Jean prêta la main et, bientôt sous la remise
La grossière voiture en sûreté fut mise ;
Le cheval épuisé, devant un râtelier
Bien plein, à l’étable avait été convié.

Une minute après arrivait la tempête,
Mais avec un couvert au-dessus de sa tête,
Le voyageur pouvait narguer tout ce fracas,
En rire, s’en moquer, en faire peu de cas !
Ah ! combien différent s’il n’eût eu cet asile ?
Narguer les éléments eût été moins facile !
L’étranger dit son nom : Jean-Baptiste MAUGRAS.
Il était voyageur et faisait dans les draps ;
Mais dans le moment jouissant de vacance,
Maugras était venu renouer connaissance
Avec un vieil ami dans ce coin du pays.
Dans une promenade il manqua d’être pris
Par l’orage. Voilà ! Jean parla de sa terre ;
Qu’avait-il autre à dire ? et l’on but de la bière
Blonde comme succin, vidant mainte santé
À la dame céans, Gros-Jean, sa parenté,
À l’hôte aussi.

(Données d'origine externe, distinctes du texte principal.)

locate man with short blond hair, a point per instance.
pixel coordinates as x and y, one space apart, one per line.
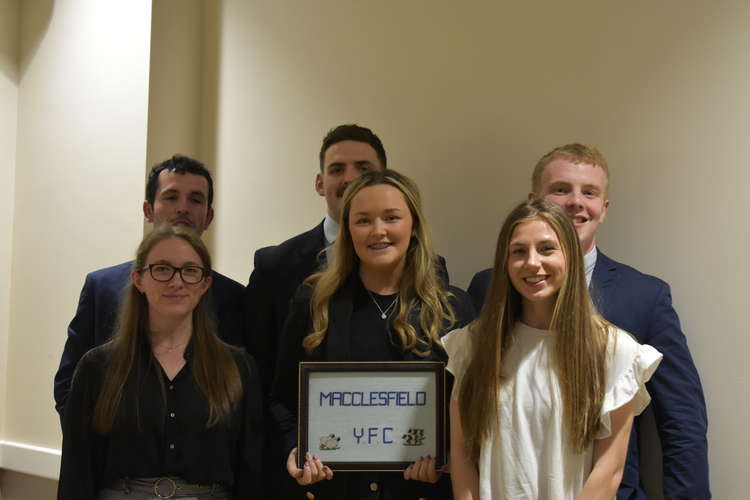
576 177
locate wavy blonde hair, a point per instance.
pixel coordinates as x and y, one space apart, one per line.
419 287
212 365
580 348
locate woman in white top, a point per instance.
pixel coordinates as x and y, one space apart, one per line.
545 389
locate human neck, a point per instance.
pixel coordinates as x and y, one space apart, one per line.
170 331
538 314
382 281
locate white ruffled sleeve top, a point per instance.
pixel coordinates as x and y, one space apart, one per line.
529 456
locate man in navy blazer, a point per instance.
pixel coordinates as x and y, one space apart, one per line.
179 191
576 177
347 152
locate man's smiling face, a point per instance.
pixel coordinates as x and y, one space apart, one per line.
581 189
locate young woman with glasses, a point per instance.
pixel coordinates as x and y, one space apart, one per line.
165 409
381 298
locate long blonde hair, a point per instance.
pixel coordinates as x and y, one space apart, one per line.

Dehors, pendant ce temps, l’orage
Cessait, puis aussitôt reprenait avec rage.
Sur ce, l’habitant dit : — Vous ne pouvez partir
« Par un semblable temps. Faites-nous le plaisir
« De rester cette nuit. » On tomba d’accord vite ;
Maugras ayant encor pour rentrer à son gîte
Long trajet à franchir. De propos à propos
S’écoula la veillée et, l’heure du repos
Ayant enfin sonné au cartel en vieux cuivre,
À son hôte, Gros-Jean fit signe de le suivre.
Dans la chambre assignée à Maugras se trouvait
Un berceau dans lequel un jeune enfant rêvait.

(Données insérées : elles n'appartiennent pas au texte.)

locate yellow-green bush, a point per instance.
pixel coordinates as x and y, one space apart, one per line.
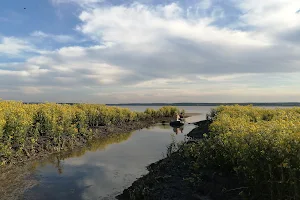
261 146
22 125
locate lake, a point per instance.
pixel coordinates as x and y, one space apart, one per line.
103 169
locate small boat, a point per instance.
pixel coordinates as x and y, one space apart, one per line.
176 123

« Vous m’excuserez bien s’il ne m’est pas possible. »
Dit Jean, « de faire mieux, mais Nicole est paisible

Et dort toute la nuit ! » — Je m’arrangerai bien.
Et qu’il s’éveille ou non, sûr, je n’entendrai rien »,
Dit Maugras, « j’ai sommeil ! » Alors, Jean se retire
Et Maugras se dévêt, baille, baille, s’étire,
Se glisse entre les draps et de suite s’endort.
Puis, règne en la maison un silence de mort !
Les heures au cartel dans la nuit noire égrènent
Leurs suaves chansons. Les ténèbres se traînent
Moins denses au matin, au petit matin, quand
Maugras ouvre les yeux, se met sur son séant.
Puis saute à bas du lit. Nicole comme un ange
Repose à poings fermés ; nul bruit ne le dérange.
L’étranger, sous le lit passe et repasse la main
Sans succès. Dans un meuble alors, il cherche en vain
Silencieusement, pressé, partout il fouille
Pour l’objet convoité, mais il revient bredouille
De cette enquête ; il voit le châssis clôt par Jean
À cause de la pluie ; il s’y rend en glissant
Sur la pointe des pieds ; c’est le salut, la vie !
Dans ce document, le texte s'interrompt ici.